(8 Oct 2007)
1. Wide of Ritz hotel with bus outside
2. Wide of entrance to Ritz
3. Police and security in front of Ritz
4. Various of journalists waiting in front of Ritz on Place Vendome
5. Wide of bus in front of Ritz
6. Various of repairs being made to flat tire of bus
7. Tilt-down to wide of Ritz entrance
8. Zoom out to wide of buses, one of which is thought to contain jury, and police convoy coming through Pont de l'Alma
STORYLINE:
Jurors in a British inquest on Monday began tracing Princess Diana's last moments before the Paris car crash that killed her and Dodi Fayed 10 years ago.
Lengthy investigations on both sides of the Channel have left many questions unanswered about the deaths of Diana, Fayed and driver Henri Paul on 31 August, 1997.
The 11 jurors, assigned to try to find answers to those questions, gathered at Paris' Place Vendome on Monday afternoon to view the front of the Ritz Hotel.
They then viewed the hotel's back entrance, from where Diana and Fayed slipped out and into a Mercedes on their fatal journey.
Later, the jurors were heading to the Place de la Concorde, the landmark plaza on Paris' central east-west axis, said a spokesman for the inquest, who asked not to be named in keeping with British procedure.
The next stop is the most sensitive: the Pont de l'Alma.
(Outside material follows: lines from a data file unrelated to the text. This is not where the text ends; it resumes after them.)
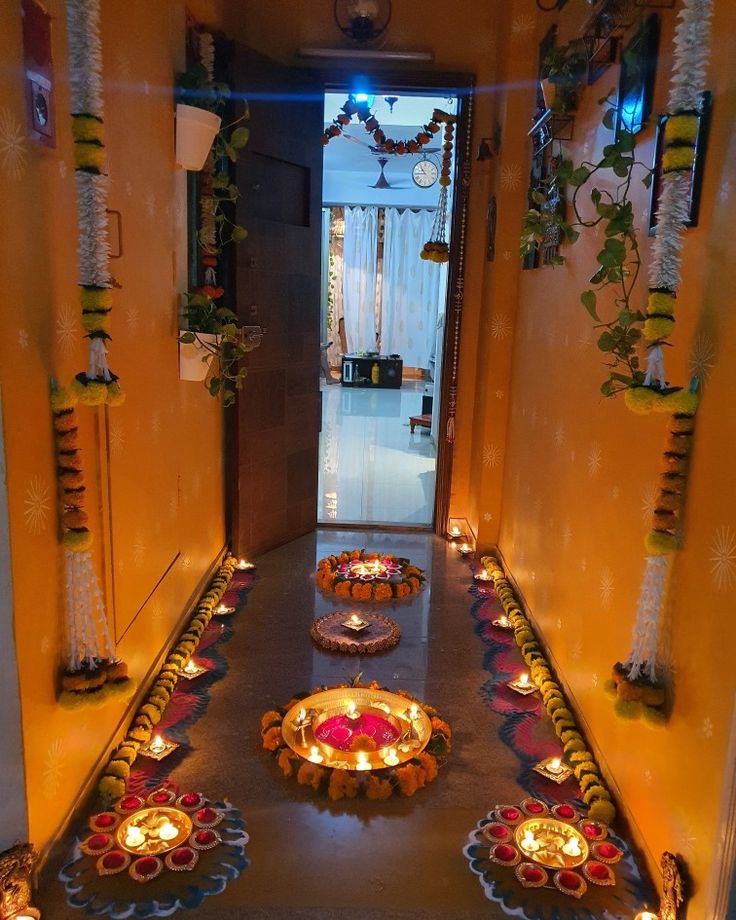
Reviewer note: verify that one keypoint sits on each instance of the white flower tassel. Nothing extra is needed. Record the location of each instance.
(642, 660)
(655, 368)
(88, 636)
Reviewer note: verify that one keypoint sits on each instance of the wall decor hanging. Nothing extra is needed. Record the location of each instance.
(91, 667)
(636, 682)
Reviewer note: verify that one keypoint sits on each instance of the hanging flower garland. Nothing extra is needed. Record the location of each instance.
(368, 576)
(91, 668)
(634, 682)
(339, 783)
(436, 249)
(96, 385)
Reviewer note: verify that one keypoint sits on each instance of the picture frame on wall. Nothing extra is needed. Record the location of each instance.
(705, 105)
(638, 72)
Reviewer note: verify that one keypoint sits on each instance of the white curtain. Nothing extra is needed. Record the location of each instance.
(411, 288)
(359, 278)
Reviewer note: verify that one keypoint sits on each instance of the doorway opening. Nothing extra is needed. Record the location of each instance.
(383, 313)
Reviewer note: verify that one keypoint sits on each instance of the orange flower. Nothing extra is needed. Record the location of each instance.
(272, 738)
(377, 789)
(383, 592)
(429, 765)
(268, 717)
(310, 775)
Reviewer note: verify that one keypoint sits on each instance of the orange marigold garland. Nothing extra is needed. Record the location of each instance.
(363, 576)
(402, 780)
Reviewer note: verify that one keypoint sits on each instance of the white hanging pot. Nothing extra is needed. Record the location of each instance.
(195, 359)
(549, 91)
(195, 130)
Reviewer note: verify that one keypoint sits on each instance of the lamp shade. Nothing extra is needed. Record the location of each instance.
(195, 131)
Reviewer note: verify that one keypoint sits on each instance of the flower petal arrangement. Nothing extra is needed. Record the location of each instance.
(364, 576)
(337, 783)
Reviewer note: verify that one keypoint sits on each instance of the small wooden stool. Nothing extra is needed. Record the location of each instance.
(424, 421)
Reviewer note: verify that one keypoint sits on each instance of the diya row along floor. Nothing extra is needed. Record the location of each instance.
(309, 857)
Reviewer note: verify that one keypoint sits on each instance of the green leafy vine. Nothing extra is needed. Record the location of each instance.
(607, 211)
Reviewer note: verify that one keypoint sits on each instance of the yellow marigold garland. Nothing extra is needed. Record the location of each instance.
(114, 776)
(594, 790)
(403, 780)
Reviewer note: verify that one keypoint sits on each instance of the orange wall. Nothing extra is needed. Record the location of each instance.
(153, 466)
(463, 38)
(580, 471)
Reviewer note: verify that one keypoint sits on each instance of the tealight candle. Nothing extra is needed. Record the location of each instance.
(167, 831)
(572, 847)
(391, 758)
(157, 745)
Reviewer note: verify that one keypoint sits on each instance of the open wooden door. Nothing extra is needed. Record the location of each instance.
(273, 432)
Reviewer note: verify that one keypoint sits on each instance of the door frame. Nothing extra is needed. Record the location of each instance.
(434, 84)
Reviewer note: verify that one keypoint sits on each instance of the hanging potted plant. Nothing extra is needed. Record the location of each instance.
(213, 346)
(563, 71)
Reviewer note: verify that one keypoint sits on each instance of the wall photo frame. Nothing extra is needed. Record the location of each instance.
(705, 106)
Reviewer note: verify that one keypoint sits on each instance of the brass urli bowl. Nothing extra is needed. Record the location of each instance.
(147, 821)
(328, 703)
(553, 835)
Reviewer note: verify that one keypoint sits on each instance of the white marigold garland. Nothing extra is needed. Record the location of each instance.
(90, 661)
(636, 679)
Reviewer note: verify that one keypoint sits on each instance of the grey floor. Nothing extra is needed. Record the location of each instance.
(357, 859)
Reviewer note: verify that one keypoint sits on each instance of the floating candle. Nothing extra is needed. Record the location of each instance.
(392, 758)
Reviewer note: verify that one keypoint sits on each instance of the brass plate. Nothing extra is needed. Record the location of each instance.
(148, 822)
(553, 835)
(332, 702)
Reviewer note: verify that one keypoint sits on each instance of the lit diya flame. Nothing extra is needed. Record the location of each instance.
(157, 745)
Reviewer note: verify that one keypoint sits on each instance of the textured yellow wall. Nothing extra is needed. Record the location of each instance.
(154, 466)
(581, 471)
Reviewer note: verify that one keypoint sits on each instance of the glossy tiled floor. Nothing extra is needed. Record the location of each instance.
(372, 469)
(360, 860)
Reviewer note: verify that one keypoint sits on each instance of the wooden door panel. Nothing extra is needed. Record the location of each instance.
(273, 447)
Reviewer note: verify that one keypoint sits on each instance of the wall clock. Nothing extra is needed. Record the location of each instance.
(424, 173)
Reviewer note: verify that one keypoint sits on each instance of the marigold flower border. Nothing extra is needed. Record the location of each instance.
(593, 788)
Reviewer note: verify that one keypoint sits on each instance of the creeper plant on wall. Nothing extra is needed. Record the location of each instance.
(636, 682)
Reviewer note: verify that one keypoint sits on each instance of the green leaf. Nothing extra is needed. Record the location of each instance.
(606, 342)
(579, 176)
(588, 299)
(239, 138)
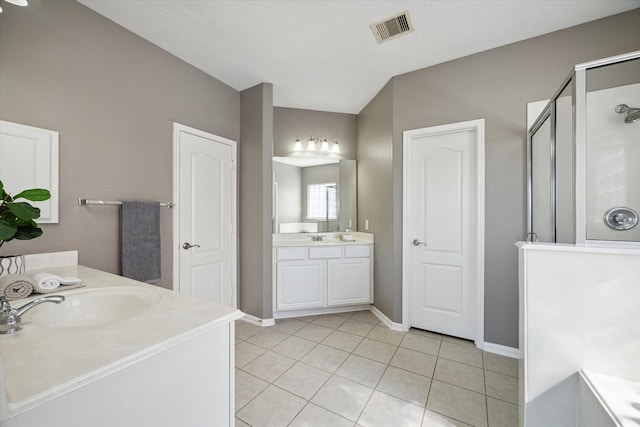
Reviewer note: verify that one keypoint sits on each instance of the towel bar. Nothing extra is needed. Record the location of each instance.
(85, 202)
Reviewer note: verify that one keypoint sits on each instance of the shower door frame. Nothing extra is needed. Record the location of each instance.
(577, 78)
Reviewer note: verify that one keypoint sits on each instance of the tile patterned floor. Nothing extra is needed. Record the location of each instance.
(350, 370)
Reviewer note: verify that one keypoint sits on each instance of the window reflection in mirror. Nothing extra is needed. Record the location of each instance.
(314, 195)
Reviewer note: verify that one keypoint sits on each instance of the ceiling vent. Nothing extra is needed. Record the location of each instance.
(392, 27)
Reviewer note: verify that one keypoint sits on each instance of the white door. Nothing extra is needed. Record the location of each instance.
(205, 223)
(442, 221)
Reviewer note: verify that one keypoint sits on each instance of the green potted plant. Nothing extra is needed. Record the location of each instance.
(17, 221)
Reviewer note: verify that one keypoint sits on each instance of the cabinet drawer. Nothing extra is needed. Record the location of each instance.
(360, 251)
(325, 252)
(288, 254)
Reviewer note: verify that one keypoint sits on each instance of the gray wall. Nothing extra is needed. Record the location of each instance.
(495, 85)
(292, 123)
(289, 180)
(113, 97)
(375, 195)
(256, 175)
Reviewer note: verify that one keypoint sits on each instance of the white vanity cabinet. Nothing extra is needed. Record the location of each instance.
(323, 276)
(349, 278)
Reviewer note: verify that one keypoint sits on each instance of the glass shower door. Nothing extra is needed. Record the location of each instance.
(541, 221)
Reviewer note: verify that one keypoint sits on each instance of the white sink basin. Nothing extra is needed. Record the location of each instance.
(93, 307)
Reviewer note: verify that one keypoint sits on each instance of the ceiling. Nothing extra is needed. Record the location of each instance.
(321, 54)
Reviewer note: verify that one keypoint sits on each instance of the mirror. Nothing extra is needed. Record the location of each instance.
(29, 159)
(312, 195)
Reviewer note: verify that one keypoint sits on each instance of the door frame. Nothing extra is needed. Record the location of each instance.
(407, 144)
(177, 128)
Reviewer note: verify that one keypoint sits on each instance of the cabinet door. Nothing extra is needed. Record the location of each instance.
(300, 284)
(349, 281)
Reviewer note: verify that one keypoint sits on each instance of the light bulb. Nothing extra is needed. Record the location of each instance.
(311, 145)
(335, 148)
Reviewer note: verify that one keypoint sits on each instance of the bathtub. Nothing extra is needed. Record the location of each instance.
(605, 401)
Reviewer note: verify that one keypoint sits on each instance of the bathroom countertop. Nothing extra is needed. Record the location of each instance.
(329, 239)
(40, 363)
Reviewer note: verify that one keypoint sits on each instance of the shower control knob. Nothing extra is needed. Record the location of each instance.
(621, 218)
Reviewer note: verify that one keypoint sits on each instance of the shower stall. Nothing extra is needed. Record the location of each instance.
(583, 157)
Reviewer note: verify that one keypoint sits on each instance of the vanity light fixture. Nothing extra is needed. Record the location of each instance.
(17, 3)
(317, 144)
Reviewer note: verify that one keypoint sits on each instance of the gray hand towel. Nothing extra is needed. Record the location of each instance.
(141, 241)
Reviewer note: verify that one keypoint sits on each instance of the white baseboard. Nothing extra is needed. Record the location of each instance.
(319, 311)
(502, 350)
(257, 321)
(384, 319)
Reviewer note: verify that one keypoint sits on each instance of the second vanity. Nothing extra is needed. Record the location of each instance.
(313, 276)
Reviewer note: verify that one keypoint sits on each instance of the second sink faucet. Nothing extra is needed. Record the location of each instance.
(10, 317)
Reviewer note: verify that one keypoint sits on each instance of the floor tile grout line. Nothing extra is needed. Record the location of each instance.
(387, 365)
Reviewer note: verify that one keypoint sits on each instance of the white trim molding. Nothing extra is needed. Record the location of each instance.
(384, 319)
(257, 321)
(500, 349)
(479, 127)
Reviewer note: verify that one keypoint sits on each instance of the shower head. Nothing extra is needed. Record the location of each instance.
(633, 114)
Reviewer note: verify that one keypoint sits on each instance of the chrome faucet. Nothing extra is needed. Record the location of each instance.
(10, 317)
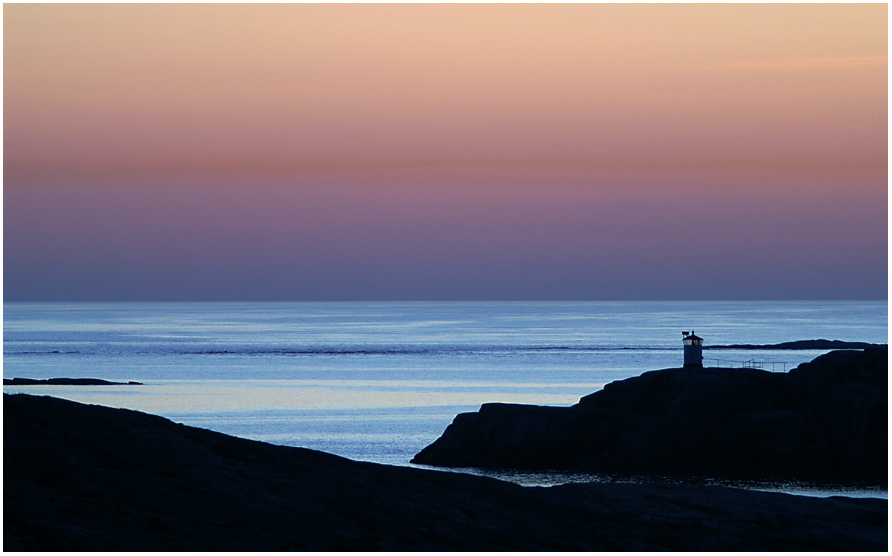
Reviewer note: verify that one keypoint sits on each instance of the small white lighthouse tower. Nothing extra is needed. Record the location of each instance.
(693, 350)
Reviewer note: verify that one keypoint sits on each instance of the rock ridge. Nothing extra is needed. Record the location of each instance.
(92, 478)
(824, 421)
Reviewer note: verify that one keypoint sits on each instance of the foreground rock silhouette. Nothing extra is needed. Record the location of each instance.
(823, 421)
(79, 477)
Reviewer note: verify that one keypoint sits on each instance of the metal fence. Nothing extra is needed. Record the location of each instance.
(773, 366)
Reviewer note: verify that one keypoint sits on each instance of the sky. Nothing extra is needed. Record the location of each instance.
(445, 151)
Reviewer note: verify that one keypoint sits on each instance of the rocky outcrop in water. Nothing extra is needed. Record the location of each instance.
(823, 421)
(63, 382)
(801, 344)
(92, 478)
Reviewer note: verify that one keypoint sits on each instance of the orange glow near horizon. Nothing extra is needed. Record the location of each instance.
(295, 88)
(445, 151)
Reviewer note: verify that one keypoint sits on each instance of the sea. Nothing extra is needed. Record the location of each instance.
(379, 381)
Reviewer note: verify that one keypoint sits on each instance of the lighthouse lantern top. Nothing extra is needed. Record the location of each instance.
(691, 339)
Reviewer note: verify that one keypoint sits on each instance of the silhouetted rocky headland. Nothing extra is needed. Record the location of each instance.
(823, 421)
(92, 478)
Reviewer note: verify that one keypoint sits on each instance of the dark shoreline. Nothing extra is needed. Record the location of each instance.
(826, 421)
(91, 478)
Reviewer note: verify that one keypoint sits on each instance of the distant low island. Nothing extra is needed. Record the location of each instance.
(801, 344)
(65, 382)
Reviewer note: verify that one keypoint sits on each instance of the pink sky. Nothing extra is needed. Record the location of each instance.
(317, 151)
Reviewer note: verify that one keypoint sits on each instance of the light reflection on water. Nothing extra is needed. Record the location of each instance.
(258, 396)
(380, 381)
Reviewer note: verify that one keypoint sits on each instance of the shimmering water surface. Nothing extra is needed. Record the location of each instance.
(379, 381)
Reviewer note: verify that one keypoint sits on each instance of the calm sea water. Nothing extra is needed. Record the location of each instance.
(379, 381)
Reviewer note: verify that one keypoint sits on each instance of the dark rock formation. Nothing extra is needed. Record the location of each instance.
(802, 344)
(823, 421)
(63, 382)
(92, 478)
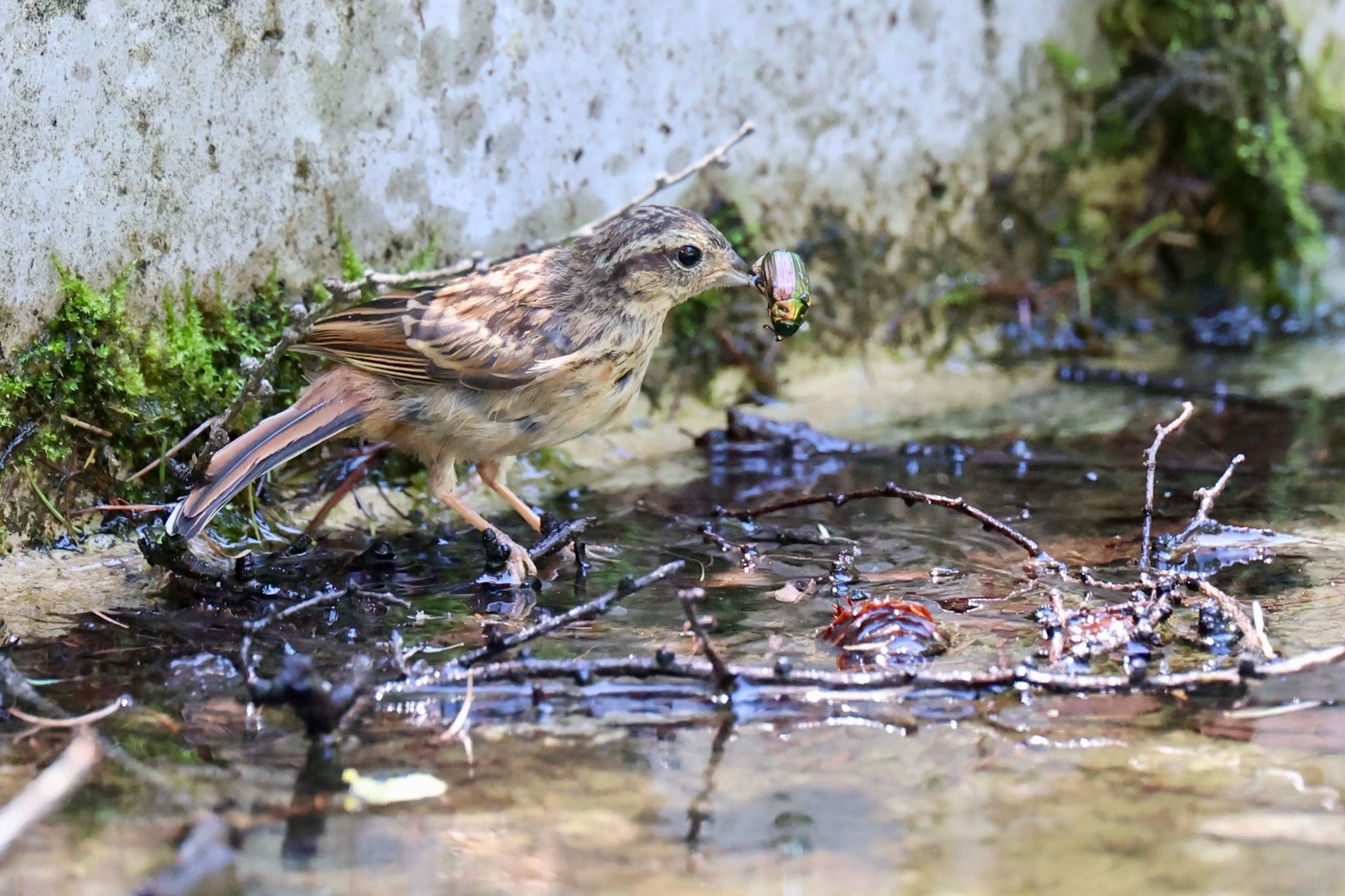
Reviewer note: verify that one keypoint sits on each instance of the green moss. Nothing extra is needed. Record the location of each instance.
(147, 385)
(351, 265)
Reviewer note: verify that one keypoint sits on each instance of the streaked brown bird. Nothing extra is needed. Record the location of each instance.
(536, 352)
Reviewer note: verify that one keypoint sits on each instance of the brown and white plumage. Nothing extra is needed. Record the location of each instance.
(533, 354)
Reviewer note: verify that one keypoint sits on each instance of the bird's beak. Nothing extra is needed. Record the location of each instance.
(736, 274)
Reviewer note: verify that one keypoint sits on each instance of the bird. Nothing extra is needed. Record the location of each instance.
(531, 354)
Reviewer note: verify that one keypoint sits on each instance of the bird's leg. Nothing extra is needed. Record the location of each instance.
(493, 475)
(443, 480)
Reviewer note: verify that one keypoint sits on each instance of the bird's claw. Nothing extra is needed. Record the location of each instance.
(506, 561)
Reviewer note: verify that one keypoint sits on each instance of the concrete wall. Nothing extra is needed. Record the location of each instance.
(214, 137)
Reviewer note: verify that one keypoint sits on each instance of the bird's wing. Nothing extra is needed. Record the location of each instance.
(495, 331)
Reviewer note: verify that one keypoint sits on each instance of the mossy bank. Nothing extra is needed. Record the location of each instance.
(1201, 177)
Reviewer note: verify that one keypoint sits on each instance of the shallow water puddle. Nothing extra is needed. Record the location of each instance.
(615, 784)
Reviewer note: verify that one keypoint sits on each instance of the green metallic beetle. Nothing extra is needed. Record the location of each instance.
(782, 278)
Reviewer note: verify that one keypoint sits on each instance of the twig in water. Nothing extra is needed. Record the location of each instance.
(257, 625)
(1207, 499)
(697, 811)
(747, 551)
(119, 508)
(665, 666)
(73, 721)
(595, 608)
(689, 597)
(16, 687)
(183, 442)
(911, 498)
(1151, 475)
(358, 472)
(87, 427)
(49, 789)
(340, 293)
(1251, 634)
(1057, 633)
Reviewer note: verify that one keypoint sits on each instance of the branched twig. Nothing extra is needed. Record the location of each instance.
(16, 687)
(1207, 499)
(183, 442)
(73, 721)
(1151, 475)
(595, 608)
(558, 536)
(747, 551)
(49, 789)
(1057, 633)
(911, 498)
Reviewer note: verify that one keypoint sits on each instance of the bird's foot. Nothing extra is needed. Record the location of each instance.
(508, 563)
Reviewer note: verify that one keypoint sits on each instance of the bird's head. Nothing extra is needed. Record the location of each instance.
(662, 255)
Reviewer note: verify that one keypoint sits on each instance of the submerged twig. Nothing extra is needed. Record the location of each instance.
(665, 181)
(49, 789)
(1151, 475)
(72, 721)
(1207, 499)
(747, 551)
(183, 442)
(911, 498)
(340, 293)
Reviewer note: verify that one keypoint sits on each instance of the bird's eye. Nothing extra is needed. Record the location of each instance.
(689, 257)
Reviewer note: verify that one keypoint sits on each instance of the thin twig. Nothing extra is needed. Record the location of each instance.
(1251, 634)
(73, 721)
(595, 608)
(183, 442)
(340, 293)
(358, 472)
(665, 666)
(911, 498)
(88, 427)
(1151, 475)
(689, 598)
(49, 789)
(665, 181)
(257, 625)
(747, 551)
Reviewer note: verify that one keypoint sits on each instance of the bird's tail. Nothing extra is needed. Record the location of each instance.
(326, 409)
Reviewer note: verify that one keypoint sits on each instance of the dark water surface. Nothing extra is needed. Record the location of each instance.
(609, 786)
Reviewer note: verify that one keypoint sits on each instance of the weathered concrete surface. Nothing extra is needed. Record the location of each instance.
(211, 137)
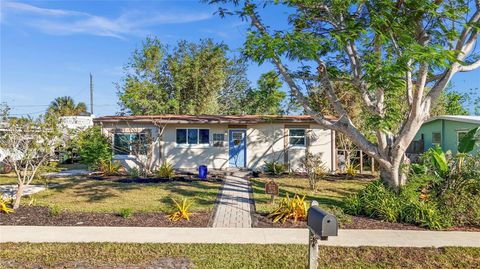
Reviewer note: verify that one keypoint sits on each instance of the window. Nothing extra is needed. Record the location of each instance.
(296, 137)
(129, 143)
(460, 135)
(436, 138)
(218, 140)
(193, 136)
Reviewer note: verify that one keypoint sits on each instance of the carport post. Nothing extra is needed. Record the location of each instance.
(312, 250)
(312, 245)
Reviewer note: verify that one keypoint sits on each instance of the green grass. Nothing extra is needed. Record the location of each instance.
(231, 256)
(80, 195)
(328, 193)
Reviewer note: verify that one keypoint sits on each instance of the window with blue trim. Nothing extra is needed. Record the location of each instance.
(193, 136)
(129, 144)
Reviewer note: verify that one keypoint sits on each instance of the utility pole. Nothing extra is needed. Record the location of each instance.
(91, 94)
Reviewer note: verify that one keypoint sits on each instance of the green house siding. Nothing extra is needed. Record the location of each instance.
(448, 130)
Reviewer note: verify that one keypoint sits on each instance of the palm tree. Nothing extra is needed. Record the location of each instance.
(65, 106)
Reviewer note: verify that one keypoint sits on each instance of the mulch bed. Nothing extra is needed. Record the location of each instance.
(40, 216)
(358, 222)
(126, 179)
(330, 177)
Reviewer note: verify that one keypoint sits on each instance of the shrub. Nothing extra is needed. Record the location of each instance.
(339, 213)
(134, 172)
(275, 168)
(181, 210)
(54, 210)
(351, 170)
(93, 146)
(290, 208)
(166, 170)
(5, 205)
(376, 201)
(125, 213)
(109, 167)
(315, 169)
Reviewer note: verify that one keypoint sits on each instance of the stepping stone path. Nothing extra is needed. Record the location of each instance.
(235, 203)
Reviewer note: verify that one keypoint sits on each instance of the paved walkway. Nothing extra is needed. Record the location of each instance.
(347, 238)
(68, 173)
(234, 204)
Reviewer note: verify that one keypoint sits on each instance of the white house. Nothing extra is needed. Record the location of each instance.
(220, 142)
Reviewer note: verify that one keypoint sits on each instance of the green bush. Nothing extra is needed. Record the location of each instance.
(275, 168)
(94, 146)
(166, 170)
(109, 167)
(375, 201)
(54, 210)
(125, 213)
(379, 202)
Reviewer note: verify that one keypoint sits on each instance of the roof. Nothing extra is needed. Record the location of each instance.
(467, 119)
(228, 119)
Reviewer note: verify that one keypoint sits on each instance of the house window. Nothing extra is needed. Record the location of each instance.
(129, 144)
(193, 136)
(218, 140)
(296, 137)
(436, 138)
(460, 135)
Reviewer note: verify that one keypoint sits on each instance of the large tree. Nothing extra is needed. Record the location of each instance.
(65, 106)
(398, 55)
(267, 98)
(28, 144)
(190, 78)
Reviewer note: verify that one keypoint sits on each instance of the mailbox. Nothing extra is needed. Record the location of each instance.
(321, 223)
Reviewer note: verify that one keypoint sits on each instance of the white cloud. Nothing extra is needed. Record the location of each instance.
(67, 22)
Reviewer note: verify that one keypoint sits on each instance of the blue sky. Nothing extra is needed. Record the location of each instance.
(48, 48)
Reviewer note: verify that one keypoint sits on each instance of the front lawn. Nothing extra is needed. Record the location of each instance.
(107, 255)
(328, 193)
(84, 195)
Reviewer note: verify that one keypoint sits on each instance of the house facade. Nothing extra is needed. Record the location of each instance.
(219, 142)
(445, 131)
AP Television shot footage of a bus thought to be holding the jury passing through the tunnel with a police convoy.
It was beneath this traffic bridge across the Seine River from the Eiffel Tower that the Mercedes, pursued by paparazzi photographers, sped into an underpass and slammed into a concrete pillar.
The jurors were first to observe traffic patterns from outside the tunnel, the spokesman said.
Then, traffic police were to shut down the tunnel to allow jurors to enter on foot and examine the concrete.
During its two-day visit to Paris, the jury will also see the crash site in the evening, to more closely replicate the conditions of the midnight crash, and visit the Pitie Salpetiere Hospital where Diana died.
Even a decade later, mystery and global curiosity are accompanying this inquiry, with court officials keeping details of the visit under wraps until the last moment amid fears of swarming paparazzi similar to those who pursued the couple in their final moments.
The inquest, headed by Lord Justice Scott Baker, is to determine when, where and how Diana and Fayed were killed.
It opened last Tuesday and was expected to last no more than six months.
Diana, 36, and Fayed, 42, were heading from the Ritz Hotel to Fayed's private Paris home near the Arc de Triomphe when they were killed.